I kept my own notions to myself about Marie and that note.

“Something must’ve changed her mind. Maybe she felt guilty and decided that was the only way out.”

“Are you interested in my opinion on the subject?”

“Of course, Delilah.”

“Well, you said Marie was raised here and sent to the best of schools. I’ve seen several of her letters and yet the one she wrote to you looks as if it were written by a completely different person—not even a woman.”

From his troubled post, he turned to face me. Lines of distress marred his otherwise handsome face.

“Are you saying she didn’t write it?”

Everything he’d believed for who knows how long was being untangled and unraveled in one question. I didn’t even have to answer it for him to see the truth in my quiet.

“It never occurred to me. I took it at face value.”

“Porter, you and I know better than anyone to accept things at face value. Often they are the opposite of truth.”

The night descended on us. The crickets signaled our bedtime, but it came and went as he rolled the events of the day through his head over and over again. I understood his pain.

“Porter, let’s get to bed. You’re accomplishing nothing by sitting out here punishing yourself. We’ll figure all of this out.”

“Will we?”

“It’s the least I can do. I’ve brought so much strife on your house.”

For once, I was the one comforting him through the scars.

I took his silence as agreement.

 

 

 

 

Chapter Eighteen

 

Porter

 

Rebel shows up at the most peculiar moments.
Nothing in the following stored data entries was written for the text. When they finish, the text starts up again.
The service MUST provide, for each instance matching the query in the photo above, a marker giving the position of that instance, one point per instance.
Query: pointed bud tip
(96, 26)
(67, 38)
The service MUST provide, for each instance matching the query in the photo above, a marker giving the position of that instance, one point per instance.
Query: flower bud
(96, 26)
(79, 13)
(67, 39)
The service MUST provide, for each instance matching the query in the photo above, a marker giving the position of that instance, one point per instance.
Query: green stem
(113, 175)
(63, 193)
If he was smart enough to have a gift, that would be it.

There’s always been something about him that crawled down my spine. It was the way he looked at people when they weren’t paying attention. It was the way he never kept regular hours—always here in the mornings or at night when the last thing you wanted to see was his face.
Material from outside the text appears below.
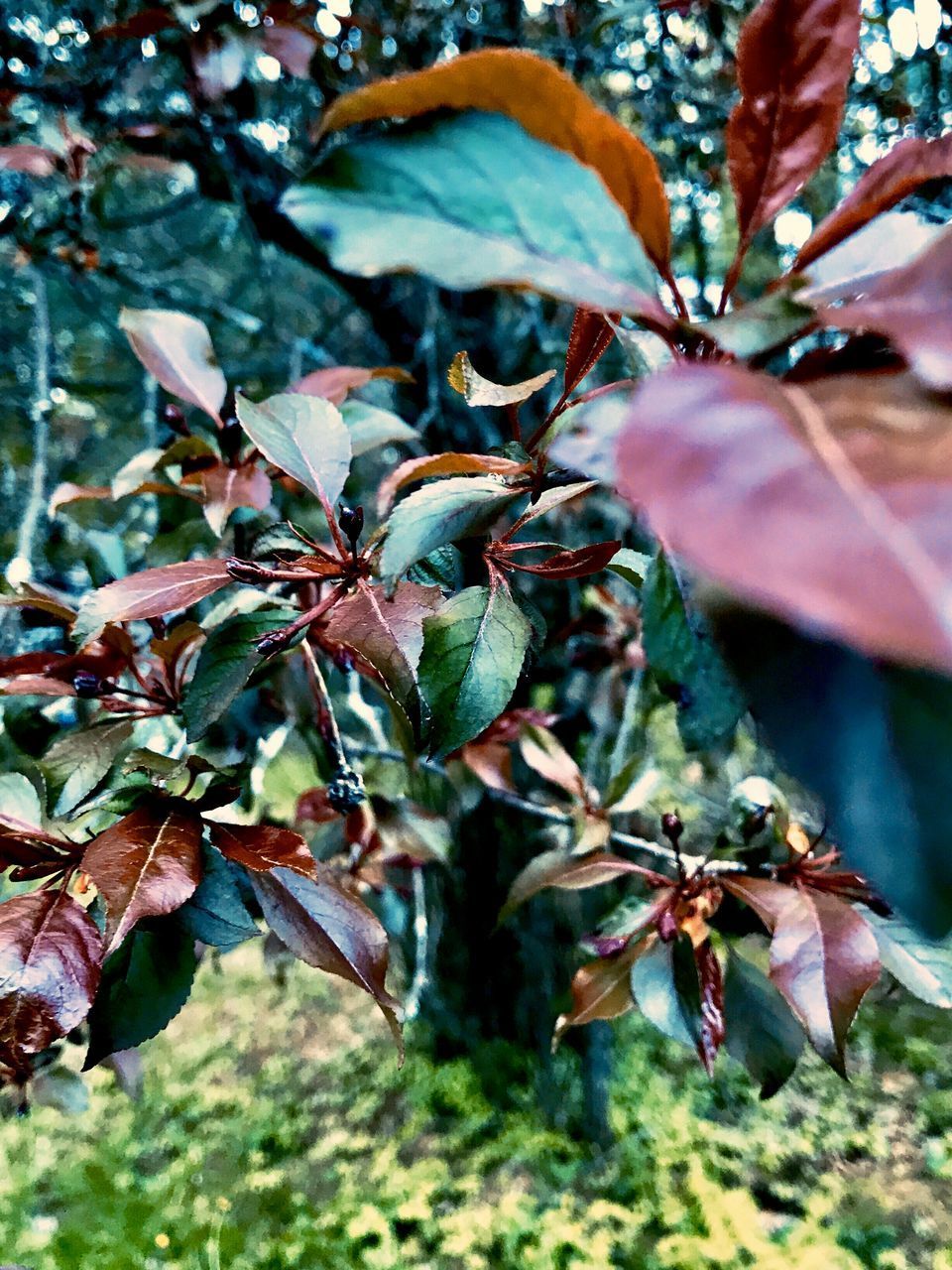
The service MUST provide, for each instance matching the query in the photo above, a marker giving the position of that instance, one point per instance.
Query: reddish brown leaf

He skulked around the property. He was more a ghost than Marie herself.

What circumstances forced my grandfather into signing a contract that cemented us into giving his family permanent employment was beyond me. They’d all given pathetic efforts at their work.

Then again, it would cost me three times as much in attorney fees as it did his annual salary to get out of the contract.

I didn’t like the way his eyes grew darker when he looked at Delilah.

I hated the way everything I knew crumbled to pieces, the more I learned about Marie and Rebel.

When I’d seen Delilah in that shamble of a house, frail and weak, I wanted to save her more than anything I’d ever desired in my life.

Yet, here she was letting me lean on her like a crutch.

On the other side of the closet, that was as large as the smaller bedrooms, I watched her undress. Much had changed between us. She no longer clung to me—she stood more confident—her posture revealed a self-assured woman instead of the oppressed creature I’d found that night.